The market no longer believes the Fed intends to hike rates in March.
Futures traders at the CME now indicate the central bank will not move on rates until June, following a major selloff in the market Friday morning. The chance of a March hike, above 50 percent just a few days ago, has dwindled to 35 percent.
The next closest month for a hike is now June, which has a 54 percent probability. Earlier in the morning, expectations had put the hike off until July, but that pulled in after New York Fed President William Dudley said in a speech that he still sees rates on a steady trajectory higher.
The decline comes amid a slowing economy, tumbling oil and weakness in Japan. Fed officials, who had indicated in December hopes to raise rates four times in 2016, have been backing off amid the turmoil.
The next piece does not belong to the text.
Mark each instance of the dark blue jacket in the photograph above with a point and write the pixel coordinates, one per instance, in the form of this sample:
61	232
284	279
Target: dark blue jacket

St. Louis Fed President James Bullard said in a speech Thursday morning that the continuing plunge in oil prices could impact the U.S. central bank's decision-making process. Oil is down nearly 18 percent in January alone, pulling the stock market down with it and causing worries that the U.S. economy will enter a prolonged slowdown. The S&P 500 is off nearly 8 percent for the month.
The Federal Open Market Committee in December raised the target a quarter-point for the funds rate it uses to influence broader interest rates. It was the first rate hike in more than nine years, and Fed officials indicated they expect four more hikes this year. Under current trading expectations, there is virtually no chance of that happening.